My dear momma calls me to make this..shes goes nuts. ( Shes my gennie pig and garbage disposal..in a nice way..lol)


Swedish Dill Bread 1 loaf -350-45min

2t yeast
5T warm water
3 1/2c bread flour
1t salt
2T chopped fresh dill or 3 T dryed
2/3c cream cheese room temp or 2/3 sour cream
2 small onions chopped and sauted ( I like to puree them)
2 eggs
4T melted butter

Sprinkle yeast over warm water.Let set for 5 min. Sift flour
and salt in large bowl. Add dill,cream cheese,onions,eggs,and
yeast water. Mix together to form a sticky ball. Knead with 
little flour. Knead for 5 min.Rest for 1/2 hour. Then knead 
lightly. Let double in bulk. Lightly spray or oil 9x5x3 bread
loaf pan. Bake bread for 45 min till lightly brown.

This turns out to be a soft bread

shortamazon


----------



## camembert (Apr 30, 2004)

Excuse my ignorance but I really wanted to make this. 

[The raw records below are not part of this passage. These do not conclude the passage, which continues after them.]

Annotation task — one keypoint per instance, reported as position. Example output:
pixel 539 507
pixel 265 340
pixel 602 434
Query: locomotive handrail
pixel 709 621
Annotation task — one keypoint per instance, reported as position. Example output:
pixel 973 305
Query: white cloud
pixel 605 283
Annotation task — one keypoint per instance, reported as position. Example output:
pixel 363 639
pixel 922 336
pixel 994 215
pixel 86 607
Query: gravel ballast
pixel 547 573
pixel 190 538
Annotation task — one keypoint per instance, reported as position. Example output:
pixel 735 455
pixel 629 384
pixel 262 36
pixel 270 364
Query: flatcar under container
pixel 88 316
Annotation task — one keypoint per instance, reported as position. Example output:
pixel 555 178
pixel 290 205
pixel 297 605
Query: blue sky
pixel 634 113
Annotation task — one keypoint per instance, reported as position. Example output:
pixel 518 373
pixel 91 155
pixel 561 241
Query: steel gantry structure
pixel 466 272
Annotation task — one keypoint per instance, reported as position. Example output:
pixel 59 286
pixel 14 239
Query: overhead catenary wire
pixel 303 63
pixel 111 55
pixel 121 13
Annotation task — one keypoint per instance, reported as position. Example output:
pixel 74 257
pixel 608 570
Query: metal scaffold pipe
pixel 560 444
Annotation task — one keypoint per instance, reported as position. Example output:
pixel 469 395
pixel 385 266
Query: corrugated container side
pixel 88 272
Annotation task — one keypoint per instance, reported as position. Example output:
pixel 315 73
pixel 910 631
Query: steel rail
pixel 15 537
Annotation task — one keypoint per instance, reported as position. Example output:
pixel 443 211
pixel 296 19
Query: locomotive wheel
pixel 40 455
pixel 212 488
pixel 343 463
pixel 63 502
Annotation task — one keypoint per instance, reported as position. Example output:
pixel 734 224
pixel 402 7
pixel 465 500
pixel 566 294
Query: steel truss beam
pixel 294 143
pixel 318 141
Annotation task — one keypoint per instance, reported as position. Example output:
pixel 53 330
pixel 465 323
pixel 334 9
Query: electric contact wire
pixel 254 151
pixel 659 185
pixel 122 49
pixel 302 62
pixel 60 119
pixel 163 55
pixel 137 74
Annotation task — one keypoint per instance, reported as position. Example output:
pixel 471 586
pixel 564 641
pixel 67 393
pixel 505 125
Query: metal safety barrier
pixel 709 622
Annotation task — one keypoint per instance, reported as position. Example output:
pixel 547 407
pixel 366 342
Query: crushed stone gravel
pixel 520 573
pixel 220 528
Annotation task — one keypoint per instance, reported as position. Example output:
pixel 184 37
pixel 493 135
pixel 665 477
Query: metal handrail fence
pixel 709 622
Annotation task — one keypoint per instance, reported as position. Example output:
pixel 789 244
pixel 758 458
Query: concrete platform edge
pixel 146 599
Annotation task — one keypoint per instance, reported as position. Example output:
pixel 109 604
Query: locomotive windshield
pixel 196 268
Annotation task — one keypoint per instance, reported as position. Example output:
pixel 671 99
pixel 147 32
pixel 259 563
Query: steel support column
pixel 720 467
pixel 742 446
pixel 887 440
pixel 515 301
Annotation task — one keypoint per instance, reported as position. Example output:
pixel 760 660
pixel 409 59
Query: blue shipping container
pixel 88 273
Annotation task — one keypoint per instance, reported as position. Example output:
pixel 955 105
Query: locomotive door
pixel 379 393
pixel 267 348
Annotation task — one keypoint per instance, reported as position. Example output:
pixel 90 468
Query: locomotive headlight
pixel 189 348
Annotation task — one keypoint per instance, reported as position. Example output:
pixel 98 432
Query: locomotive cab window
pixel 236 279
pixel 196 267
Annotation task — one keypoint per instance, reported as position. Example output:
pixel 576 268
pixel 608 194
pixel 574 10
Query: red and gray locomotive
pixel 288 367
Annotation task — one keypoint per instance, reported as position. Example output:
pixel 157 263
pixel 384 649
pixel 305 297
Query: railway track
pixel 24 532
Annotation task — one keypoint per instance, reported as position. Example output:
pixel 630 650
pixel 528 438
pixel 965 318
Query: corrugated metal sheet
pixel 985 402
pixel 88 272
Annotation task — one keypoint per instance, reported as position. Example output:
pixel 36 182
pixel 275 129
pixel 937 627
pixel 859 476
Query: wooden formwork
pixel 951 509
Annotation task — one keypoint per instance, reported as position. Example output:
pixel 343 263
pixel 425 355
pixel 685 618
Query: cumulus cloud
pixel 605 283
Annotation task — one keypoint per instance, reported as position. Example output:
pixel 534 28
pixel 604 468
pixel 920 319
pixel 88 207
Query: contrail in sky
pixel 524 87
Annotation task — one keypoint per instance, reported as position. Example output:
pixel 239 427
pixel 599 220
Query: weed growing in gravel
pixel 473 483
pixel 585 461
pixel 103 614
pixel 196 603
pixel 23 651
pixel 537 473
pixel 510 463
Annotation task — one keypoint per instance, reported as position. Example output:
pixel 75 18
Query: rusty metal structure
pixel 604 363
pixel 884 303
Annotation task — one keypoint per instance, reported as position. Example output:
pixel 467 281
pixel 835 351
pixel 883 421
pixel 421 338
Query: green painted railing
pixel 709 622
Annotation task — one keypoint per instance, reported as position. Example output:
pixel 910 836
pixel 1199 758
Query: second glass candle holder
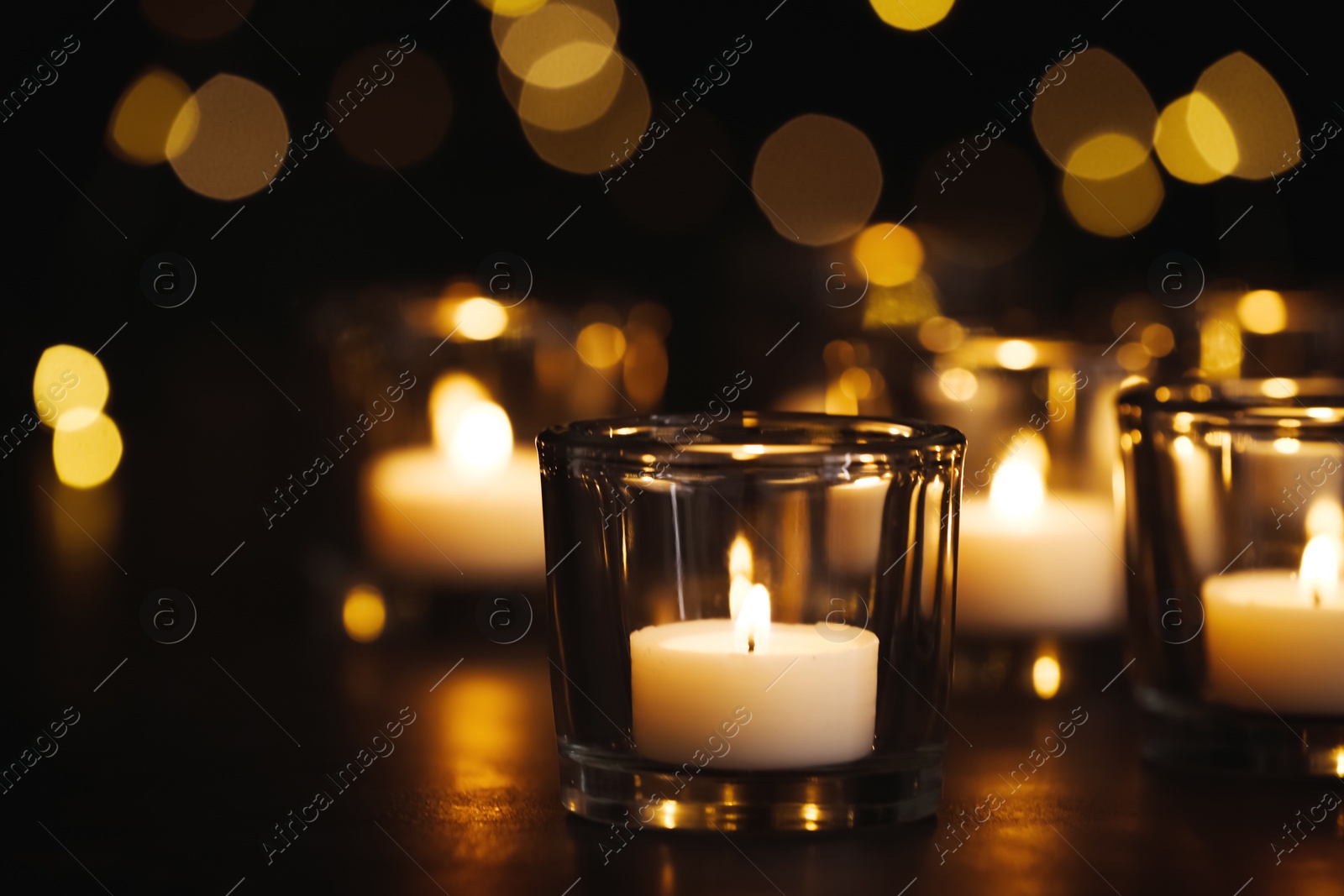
pixel 750 618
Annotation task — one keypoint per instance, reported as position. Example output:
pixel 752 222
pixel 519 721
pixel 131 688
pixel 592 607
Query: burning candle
pixel 1274 636
pixel 811 689
pixel 465 510
pixel 1032 560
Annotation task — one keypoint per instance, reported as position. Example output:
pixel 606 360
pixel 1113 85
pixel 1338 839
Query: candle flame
pixel 1018 488
pixel 752 625
pixel 474 432
pixel 1045 676
pixel 1319 577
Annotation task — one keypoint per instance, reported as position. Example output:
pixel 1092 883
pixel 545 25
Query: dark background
pixel 172 777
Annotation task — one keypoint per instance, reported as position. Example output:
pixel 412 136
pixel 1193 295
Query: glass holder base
pixel 638 793
pixel 1205 736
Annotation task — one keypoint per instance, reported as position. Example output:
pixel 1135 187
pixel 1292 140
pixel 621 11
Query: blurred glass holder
pixel 1234 531
pixel 1039 517
pixel 750 618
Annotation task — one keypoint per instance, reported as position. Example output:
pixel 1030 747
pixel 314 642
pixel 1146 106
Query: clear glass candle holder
pixel 1236 539
pixel 750 617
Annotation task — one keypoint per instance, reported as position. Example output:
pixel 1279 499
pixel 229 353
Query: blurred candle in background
pixel 465 510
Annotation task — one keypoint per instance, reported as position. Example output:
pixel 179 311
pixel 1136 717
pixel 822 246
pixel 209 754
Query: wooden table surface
pixel 186 758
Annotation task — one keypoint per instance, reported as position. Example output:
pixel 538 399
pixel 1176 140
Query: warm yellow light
pixel 752 625
pixel 1016 355
pixel 1278 387
pixel 365 614
pixel 87 456
pixel 890 254
pixel 1045 676
pixel 512 8
pixel 480 318
pixel 1196 160
pixel 1319 575
pixel 1288 446
pixel 1100 123
pixel 484 438
pixel 1220 351
pixel 530 43
pixel 452 396
pixel 1117 206
pixel 1018 488
pixel 1243 123
pixel 144 114
pixel 1158 338
pixel 941 333
pixel 958 385
pixel 601 344
pixel 230 139
pixel 1106 156
pixel 817 179
pixel 69 387
pixel 911 15
pixel 1263 311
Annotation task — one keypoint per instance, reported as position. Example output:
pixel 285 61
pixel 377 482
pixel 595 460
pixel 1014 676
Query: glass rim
pixel 790 438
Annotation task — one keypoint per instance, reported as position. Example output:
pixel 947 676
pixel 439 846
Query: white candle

Blame it on the Australian thing!

t - teaspoon?
T - tablespoon?


----------



## shortamazon (Jan 5, 2004)

Your not ignorant. It took me a while to figure out some things from Culinary School. Yes T means Tablespoon and t means teaspoon.
Hope you enjoy the recipe. I still love making it. 

shortamazon
Southern California


----------